Les analyses confirment que des différences existent entre la variance de la perception du climat scolaire chez la population générale et la population de victimes seulement. L’impact négatif significatif de l’agression indirecte sur la perception du climat scolaire et de ses sous- aspects chez la population de victimes seulement appuie l’hypothèse qu’il existe bien une différence significative entre la population de victimes et la population générale en ce qui a trait à la perception du climat scolaire et de ses sous-aspects (Attar-Schwartz et Khoury- Kassabri, 2008).

Chez la population de victimes, aucune différence n’a été décelée entre le sexe et la perception du climat scolaire et de ses sous-aspects, excepté pour le climat relationnel. Un écart significatif en faveur des garçons a été observé, c’est-à-dire que les garçons victimes de violence indirecte ont une perception plus négative du climat relationnel. Selon Paskewich (2008), les garçons impliqués dans des agressions sociales (dont l’agression indirecte représente un moyen) sont plus à risque de développer des problèmes d’adaptation sociale que les filles vivant la même situation. Ces problèmes d’adaptation sociale résultant de la victimisation indirecte pourraient expliquer partiellement pourquoi les garçons perçoivent plus négativement le climat relationnel que les filles.

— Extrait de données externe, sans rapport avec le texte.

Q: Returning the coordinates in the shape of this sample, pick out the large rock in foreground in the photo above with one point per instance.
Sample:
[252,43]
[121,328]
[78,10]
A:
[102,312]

En parallèle, il serait possible que chez les

71 victimes de sexe masculin, l’étape II de la théorie du traitement de l’information de Huesmann (1988), « the interpretation of cues », soit déficitaire ou le devienne après avoir été indirectement victimisées. Si les victimes d’agressions indirectes, comme les auteurs, perçoivent des intentions hostiles dans leurs échanges sociaux, cela pourrait expliquer (outre que pour la sécurité) la perception plus négative du climat relationnel chez les victimes. Enfin, Cillessen et Mayeux (2004) ont démontré, lors de leur étude longitudinale, que chez les garçons, les affiliations sociales ou « boys’ social preference » étaient plus stables au cours des cinq années que celles des filles. Ces auteurs ont aussi suggéré que « there might be higher

group consensus regarding who is liked and disliked for boys than for girls, possibly because boys tend to affiliate with larger social networks than do girls » (Cillessen et Mayeux, 2004, p.

158). Cette possibilité devrait être explorée dans les recherches futures dans le but de déterminer si ce consensus empêche davantage les garçons de réintégrer un groupe et affecte ainsi plus négativement leur perception du climat relationnel.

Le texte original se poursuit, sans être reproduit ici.